Am Samstag morgen beim Bäcker kaufte mein Vordermann vier Schrippen und stieg dann in sein in zweiter Reihe geparktes Daimler- Schiff ein: gut 200 PS, um vier Brötchen um zwei Ecken zu transportieren. Hätte irgendein Adeliger im 17. Jahrhundert für einen solchen Transport regelmäßig zwölf Pferde anspannen lassen, wäre der Nachruhm dieses durchgeknallten Dekadenzlings sicher zu uns durchgedrungen. Aber so verrückt waren damals nicht einmal die verrücktesten Feudalfürsten – heute ist diese Verrücktheit völlig normal. Es ist uns so in Fleisch und Blut übergegangen, gewaltige Pferdestärken auf Knopfdruck zu mobilisieren, daß wir diese Gewohnheit gar nicht mehr hinterfragen.

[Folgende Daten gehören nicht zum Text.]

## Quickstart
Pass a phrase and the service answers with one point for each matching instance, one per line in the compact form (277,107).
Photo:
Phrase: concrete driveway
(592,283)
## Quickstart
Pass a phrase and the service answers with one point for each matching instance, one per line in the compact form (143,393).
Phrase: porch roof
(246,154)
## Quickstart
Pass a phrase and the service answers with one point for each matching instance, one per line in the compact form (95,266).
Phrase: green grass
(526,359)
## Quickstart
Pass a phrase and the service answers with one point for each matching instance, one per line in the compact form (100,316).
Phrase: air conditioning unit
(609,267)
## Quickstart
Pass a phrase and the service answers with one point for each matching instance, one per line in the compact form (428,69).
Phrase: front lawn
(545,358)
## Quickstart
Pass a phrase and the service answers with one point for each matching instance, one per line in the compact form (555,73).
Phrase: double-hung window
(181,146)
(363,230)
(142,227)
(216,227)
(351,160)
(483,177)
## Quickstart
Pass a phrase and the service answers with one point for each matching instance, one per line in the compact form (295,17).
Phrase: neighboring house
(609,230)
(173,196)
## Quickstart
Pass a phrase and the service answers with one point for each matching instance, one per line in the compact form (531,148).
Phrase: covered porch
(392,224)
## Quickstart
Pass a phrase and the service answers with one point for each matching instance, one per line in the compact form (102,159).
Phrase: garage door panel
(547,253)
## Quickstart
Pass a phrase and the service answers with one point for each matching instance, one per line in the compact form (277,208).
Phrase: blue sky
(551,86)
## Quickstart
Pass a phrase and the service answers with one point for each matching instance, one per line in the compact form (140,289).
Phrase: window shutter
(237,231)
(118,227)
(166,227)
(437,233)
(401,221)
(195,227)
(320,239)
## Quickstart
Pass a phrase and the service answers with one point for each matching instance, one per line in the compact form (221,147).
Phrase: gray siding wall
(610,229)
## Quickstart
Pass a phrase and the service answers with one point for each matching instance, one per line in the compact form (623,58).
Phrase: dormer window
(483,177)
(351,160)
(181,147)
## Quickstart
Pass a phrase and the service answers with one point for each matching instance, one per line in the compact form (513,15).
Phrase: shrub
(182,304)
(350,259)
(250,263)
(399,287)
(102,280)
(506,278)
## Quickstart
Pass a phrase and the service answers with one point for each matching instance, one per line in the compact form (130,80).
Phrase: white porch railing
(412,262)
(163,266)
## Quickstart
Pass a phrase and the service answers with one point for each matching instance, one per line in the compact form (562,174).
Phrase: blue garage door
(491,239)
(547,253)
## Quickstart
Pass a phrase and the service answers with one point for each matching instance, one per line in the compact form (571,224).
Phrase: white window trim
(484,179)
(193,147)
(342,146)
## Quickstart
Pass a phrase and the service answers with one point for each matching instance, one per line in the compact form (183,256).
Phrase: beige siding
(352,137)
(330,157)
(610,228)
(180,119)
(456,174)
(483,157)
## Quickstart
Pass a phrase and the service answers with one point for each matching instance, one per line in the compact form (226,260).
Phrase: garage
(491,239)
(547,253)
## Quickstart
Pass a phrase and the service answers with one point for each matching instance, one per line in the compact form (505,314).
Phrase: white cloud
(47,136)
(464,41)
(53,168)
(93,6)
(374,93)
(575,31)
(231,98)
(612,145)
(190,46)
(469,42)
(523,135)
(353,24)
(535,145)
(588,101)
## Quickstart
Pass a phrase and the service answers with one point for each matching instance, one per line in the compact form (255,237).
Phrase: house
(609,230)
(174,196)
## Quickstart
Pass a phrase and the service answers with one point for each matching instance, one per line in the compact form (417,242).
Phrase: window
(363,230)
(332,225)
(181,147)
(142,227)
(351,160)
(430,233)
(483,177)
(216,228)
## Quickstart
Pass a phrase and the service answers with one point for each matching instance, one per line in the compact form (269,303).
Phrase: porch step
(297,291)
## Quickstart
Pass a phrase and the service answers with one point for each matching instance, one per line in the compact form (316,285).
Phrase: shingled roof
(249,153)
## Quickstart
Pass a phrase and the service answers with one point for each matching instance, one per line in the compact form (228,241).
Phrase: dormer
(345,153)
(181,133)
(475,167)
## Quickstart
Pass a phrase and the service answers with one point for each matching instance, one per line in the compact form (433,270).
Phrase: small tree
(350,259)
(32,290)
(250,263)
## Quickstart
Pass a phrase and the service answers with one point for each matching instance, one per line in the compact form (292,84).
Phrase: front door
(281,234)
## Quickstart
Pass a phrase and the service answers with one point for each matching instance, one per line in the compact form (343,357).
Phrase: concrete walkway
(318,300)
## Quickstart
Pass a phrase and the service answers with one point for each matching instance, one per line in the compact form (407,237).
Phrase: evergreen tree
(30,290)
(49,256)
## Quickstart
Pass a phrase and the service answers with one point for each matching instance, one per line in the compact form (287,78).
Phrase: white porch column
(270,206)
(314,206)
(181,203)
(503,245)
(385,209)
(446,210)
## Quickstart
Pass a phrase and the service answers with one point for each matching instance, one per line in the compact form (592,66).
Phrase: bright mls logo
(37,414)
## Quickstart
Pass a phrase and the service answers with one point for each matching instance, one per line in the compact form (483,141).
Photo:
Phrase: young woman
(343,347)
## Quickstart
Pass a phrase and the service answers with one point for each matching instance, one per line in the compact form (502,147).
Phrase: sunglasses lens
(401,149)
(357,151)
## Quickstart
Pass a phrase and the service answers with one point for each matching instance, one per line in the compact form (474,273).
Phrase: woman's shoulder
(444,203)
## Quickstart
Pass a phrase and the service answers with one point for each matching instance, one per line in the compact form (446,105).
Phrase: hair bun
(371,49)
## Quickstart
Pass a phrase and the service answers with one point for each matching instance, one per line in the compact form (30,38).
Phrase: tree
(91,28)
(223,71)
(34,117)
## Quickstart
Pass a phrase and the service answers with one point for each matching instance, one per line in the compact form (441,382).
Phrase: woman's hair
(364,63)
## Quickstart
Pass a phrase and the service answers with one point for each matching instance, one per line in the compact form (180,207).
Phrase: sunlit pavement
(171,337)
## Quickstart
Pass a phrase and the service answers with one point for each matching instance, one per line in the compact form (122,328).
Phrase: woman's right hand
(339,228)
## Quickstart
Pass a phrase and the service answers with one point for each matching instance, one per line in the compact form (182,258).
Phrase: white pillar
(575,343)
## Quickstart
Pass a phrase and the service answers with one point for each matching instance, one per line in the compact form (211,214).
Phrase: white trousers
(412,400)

Unlängst wurde im Fernsehen der Film „Am Anfang war das Feuer“ wiederholt, der ohne Worte und hochdramatisch zeigt, welche entscheidende Rolle das Feuer für die Entwicklung der Primaten spielte. Es war die Technik, die ihnen den entscheidenden Vorsprung vor allen anderen Arten sicherte. Und wie die Säbelzahntiger an ihrem Evolutionsvorsprung, den immer größer werdenden „Säbeln“, zugrunde gingen, scheinen auch die domestizierten Primaten ihre Überlegenheit nicht in den Griff zu bekommen: Sie feuern immer fanatischer aus allen Auspuffrohren und verwandeln die Biosphäre systematisch in einen giftigen Backofen.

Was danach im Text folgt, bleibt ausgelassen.